California’s state legislature enacted or amended more than 40 sections in the Corporations Code and related codes, including new powers for corporate entities in an emergency, amended laws permitting remote shareholder and member meetings, and an exemption from the California Securities Law for crowdsourced securities. These changes are captured in the 2022 Edition of California Laws Governing Business Entities Annotated, releasing this month from CSC®Publishing in collaboration with LexisNexis.

The following provisions were among the changes coming from the 2021 legislative session:

EMERGENCIES: Boards may take action in the event of an emergency to mitigate the effects of the emergency or comply with lawful federal and state government orders. However, they can’t take any action that requires a shareholder vote, unless the vote was obtained prior to the emergency.

MEETINGS:

  • Shareholders or members of a corporation may participate, be deemed present, and vote in shareholder or member meetings by conference telephone or other remote communications if specified conditions are met.
  • Notice of a shareholders’ or members’ meeting or any report may be sent by electronic communication or other means of remote communication if the board determines it is necessary or appropriate because of an emergency.
  • Bylaws may set forth how delegates may participate in meetings. Each delegate shall have one vote on each matter presented for action.

SECURITIES: A new exemption to the qualification provisions of the Corporate Securities Law of 1968 was created for “crowdfunded” securities, i.e. the issuer is not a “blind pool” company, is not issuing fractional undivided interests in oil or gas rights or other similar mineral rights, is not an investment company subject to the federal Investment Company Act of 1940, and is not subject to certain reporting requirements of the Securities Exchange Act of 1934.

UNCLAIMED PROPERTY: Any payment of at least $2,000 in unclaimed cash must be made by electronic funds transfer.

The 2022 Edition includes a Table of Sections Affected listing all legislative changes, as well as Blackline Amendment Notes that indicate exactly how the laws have changed. There’s also an up-to-date California Fee Schedule showing required fees for business filings with the Secretary of State.

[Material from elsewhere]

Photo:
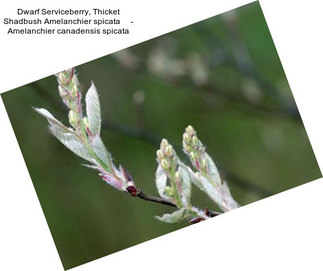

More than 80 new case notes from state and federal courts interpreting the law have been included in this edition, as well as six full-text cases discussing the latest legal developments regarding conversion, buyouts, fair market valuation, inspection of records, reverse veil piercing, and public benefit corporations. New cases are listed in the Table of New Annotations and marked with gray bars in the body of the book.

Readers also have online access to more than 190 state and county forms for incorporation/formation, qualification, mergers, dissolution, and name reservation for all business entity types via the LexisNexis Bookstore download center. A listing of forms and contact information for the California Secretary of State are included in the book’s appendix.

California Laws Governing Business Entities Annotated is available as a softbound book or as an ebook, compatible with dedicated e-reader devices, computers, tablets and smartphones that use e-reader software or applications. It’s also available on the LexisNexis Digital Library.